Steve Flanders Square is named after Stephen C. “Steve” Flanders, an award-winning broadcast journalist who covered New York and national politics for more than four decades.
Flanders died of a heart attack at the age of 64 on January 18, 1983 while on his way to a news conference at New York’s City Hall. He was the chief political reporter for WCBS radio. Millions of New Yorkers listened to his ”Reporter’s Journal” (Monday through Friday), and his ”Weekend Observer” broadcast on Saturday and Sunday. Flanders won awards from the New York Press Club and the New York State Associated Press Broadcasters Association for his reportage and commentary.
Flanders covered both New York and national politics during his long career, interviewing City Council and presidential candidates alike with the same enthusiasm and genial skepticism.
Flanders was part of the original WCBS all-news team that included anchors Charles Osgood, Lou Adler, Steve Porter, Jim Harriot and Robert Vaughn, street reporter Ed Bradley and sportscaster Pat Summerall.
Flanders began his career in journalism in 1940 as a copyboy on the staff of The New York Herald Tribune. During World War II he served as an artilleryman with Gen. George Patton’s Third Army. He rejoined the Herald Tribune in 1945 as a reporter. In 1951 he moved from print to broadcast, taking a position as a writer and editor with ABC News. In 1955 he became an editor and commentator for NBC radio and television.

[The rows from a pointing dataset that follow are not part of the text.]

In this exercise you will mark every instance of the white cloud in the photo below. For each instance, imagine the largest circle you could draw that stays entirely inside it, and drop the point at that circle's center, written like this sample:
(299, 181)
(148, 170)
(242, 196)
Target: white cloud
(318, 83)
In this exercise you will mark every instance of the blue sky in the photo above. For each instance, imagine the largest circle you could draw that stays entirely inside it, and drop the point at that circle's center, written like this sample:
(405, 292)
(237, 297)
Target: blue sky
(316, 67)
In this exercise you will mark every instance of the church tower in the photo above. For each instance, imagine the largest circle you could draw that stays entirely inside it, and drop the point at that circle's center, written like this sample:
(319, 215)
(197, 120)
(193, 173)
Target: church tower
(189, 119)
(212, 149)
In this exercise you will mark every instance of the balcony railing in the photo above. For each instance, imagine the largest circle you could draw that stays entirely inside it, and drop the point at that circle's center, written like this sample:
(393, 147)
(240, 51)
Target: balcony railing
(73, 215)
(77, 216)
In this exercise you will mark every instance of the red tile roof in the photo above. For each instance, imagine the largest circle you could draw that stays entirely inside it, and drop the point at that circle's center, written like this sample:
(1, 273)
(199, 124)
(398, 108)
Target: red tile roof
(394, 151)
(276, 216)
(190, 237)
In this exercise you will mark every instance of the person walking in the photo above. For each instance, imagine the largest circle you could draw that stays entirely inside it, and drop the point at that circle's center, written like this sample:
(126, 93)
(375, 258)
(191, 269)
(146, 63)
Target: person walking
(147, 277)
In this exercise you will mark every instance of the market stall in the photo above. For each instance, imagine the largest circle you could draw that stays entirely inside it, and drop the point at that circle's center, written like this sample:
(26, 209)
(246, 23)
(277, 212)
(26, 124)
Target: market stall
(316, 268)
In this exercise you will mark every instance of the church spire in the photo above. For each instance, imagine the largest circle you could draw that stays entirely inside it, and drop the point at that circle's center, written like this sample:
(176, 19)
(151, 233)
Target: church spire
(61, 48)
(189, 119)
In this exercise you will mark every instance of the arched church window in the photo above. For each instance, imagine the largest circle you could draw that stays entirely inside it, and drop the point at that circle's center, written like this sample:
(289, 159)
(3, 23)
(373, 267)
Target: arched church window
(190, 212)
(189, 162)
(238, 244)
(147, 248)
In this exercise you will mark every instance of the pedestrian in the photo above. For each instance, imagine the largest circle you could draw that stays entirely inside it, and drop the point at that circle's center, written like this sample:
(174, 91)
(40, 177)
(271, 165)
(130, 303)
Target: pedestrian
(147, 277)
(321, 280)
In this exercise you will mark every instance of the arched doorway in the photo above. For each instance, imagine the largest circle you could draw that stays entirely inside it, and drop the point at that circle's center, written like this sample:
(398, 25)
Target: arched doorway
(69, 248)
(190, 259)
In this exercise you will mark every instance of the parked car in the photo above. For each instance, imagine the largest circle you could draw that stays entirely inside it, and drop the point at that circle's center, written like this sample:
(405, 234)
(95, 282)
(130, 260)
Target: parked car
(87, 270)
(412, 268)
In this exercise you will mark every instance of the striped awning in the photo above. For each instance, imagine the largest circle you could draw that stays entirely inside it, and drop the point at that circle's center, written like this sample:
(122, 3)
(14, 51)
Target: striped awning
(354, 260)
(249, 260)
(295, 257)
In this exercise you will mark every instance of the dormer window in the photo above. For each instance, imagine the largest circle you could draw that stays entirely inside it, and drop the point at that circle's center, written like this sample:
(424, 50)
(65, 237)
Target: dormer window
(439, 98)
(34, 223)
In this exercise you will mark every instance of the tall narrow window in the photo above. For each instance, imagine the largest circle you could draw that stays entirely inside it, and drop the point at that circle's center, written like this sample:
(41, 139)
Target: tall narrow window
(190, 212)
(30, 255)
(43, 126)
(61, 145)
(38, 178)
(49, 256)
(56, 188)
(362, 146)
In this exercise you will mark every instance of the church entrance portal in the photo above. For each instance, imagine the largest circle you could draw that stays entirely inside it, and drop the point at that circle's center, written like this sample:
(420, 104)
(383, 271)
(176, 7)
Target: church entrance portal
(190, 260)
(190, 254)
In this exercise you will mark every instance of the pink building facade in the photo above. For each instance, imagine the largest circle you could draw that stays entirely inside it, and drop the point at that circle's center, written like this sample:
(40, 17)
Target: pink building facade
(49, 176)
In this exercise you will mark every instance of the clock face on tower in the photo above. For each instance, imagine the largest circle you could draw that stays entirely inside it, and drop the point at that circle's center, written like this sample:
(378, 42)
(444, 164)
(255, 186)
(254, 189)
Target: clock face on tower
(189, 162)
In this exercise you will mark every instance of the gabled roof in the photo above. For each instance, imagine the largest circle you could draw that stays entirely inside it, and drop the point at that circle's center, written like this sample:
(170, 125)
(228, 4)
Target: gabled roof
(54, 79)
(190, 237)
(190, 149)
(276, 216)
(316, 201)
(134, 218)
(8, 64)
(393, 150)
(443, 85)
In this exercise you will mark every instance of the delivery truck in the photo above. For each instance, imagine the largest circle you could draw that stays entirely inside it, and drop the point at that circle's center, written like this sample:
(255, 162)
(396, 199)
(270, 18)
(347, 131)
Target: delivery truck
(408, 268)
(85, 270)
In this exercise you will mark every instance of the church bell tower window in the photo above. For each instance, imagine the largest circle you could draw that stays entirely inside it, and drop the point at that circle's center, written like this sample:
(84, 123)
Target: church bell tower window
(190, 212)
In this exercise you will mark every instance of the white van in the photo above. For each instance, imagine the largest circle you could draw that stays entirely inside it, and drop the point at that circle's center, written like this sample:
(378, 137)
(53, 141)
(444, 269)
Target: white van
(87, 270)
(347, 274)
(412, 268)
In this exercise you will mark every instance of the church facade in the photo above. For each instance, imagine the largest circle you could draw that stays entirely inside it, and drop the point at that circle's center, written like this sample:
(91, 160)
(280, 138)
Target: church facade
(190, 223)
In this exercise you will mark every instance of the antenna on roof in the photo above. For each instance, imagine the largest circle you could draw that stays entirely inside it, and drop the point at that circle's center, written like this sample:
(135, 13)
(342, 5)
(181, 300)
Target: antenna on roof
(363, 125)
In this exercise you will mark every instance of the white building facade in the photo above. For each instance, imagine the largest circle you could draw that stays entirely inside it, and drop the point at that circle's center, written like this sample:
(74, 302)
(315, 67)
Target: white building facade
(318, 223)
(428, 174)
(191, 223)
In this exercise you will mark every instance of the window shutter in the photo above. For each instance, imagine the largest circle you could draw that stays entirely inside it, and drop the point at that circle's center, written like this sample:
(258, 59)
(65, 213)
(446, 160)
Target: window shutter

He joined WCBS in 1962 and was named its political specialist in 1967 when the station shifted to an all-news format.
New York City Council named Steve Flanders Square, near City Hall, and dedicated it on June 8, 1984.
The New York State Associated Press Broadcasters Association awards the Steve Flanders Award, a grand prize given for the best radio news operation in New York State.
The Steve Flanders Memorial Scholarship Fund was established at the Columbia University Journalism School.